Люди были жестоки, вероломны, недальновидны. Они безжалостно уничтожали уникальную природу освоенных миров, переделывая экосистему под себя… а иногда останавливались на стадии «уничтожения», даже не пытаясь построить что-то на месте разрушенного. Они воевали друг с другом, грызлись за власть, самым варварским способом ломали, хирургией и химикатами, сознания собственных граждан, превращая их в идеальный и безотказный инструмент войны.

Когда-то ей казалось, что Саша, когда-то родившийся человеком — это аргумент в пользу того, что людям стоит дать шанс.

Ее постигло разочарование — псионики, с которых она решила начать, как с самых понятных, на контакт идти отказывались, отвечая на вопросы короткими рубленными предложениями, а чаще и вовсе односложными. Обычные люди же ее откровенно сторонились. Кто-то просто обходил стороной, кто-то откровенно боялся, а кто-то — тихо ненавидел: за сожженные планеты, за погибших родных, друзей или просто незнакомцев, принадлежащих к их виду. Она пыталась говорить, пыталась объяснять — ее не слушали, от нее отворачивались, уходили и даже пару раз убежали.

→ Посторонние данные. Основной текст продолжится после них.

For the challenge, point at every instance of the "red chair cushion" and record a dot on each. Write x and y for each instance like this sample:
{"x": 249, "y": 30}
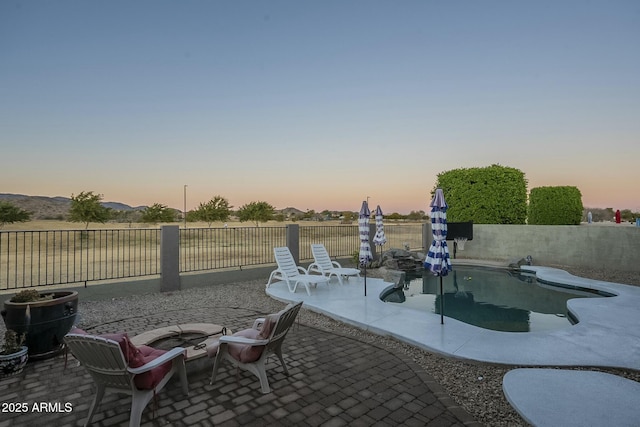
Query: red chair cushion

И вопрос, вокруг которого бушевали споры триста лет назад, вопрос, вбивший клин между Тассадаром и Конклавом встал перед ней в полный рост — и она не могла на него ответить.

Стоит ли человечество того, чтобы протоссы сочли их достойными, равными или к ним стоит относиться как к неразумным жестоким детям, слишком глупым, чтобы понять весь ужас того, что они творят? И объяснить им все на пальцах, на понятном им языке — взяв за шкирку, встряхнув хорошенько и ткнув мордой в собственные дурно пахнущие ошибки?

Или, быть может, их стоит считать болезнью, раковой опухолью, паразитами этой Вселенной, поступив с ними так, как и положено поступать с заразой?

Она сказала Саше, что верит ему. Она соврала — сомнения в правильности его действий грызли ее постоянно, мешая спать, концентрироваться и смотреть Алессадару в глаза. Каждую корабельную ночь, стоило только ее другу уснуть, она доставала заново записанный кристалл с информацией, которую согласилась уничтожить и долго смотрела на него, пытаясь выбрать между двумя верностями.

Она откладывала его только в очередной раз напомнив себе, чем закончилось в прошлый раз отсутствие у нее веры. Вот только…

Она знала, что сейчас это последнее средство не поможет.

Практикантка Селендис много говорила со своим «когда-то-человеческим» другом: часами он рассказывал ей о человечестве, разъяснял текущую ситуацию, пытался объяснить свои поступки, а потому самая молодая Тамплиер Золотой Армады понимала, что происходит.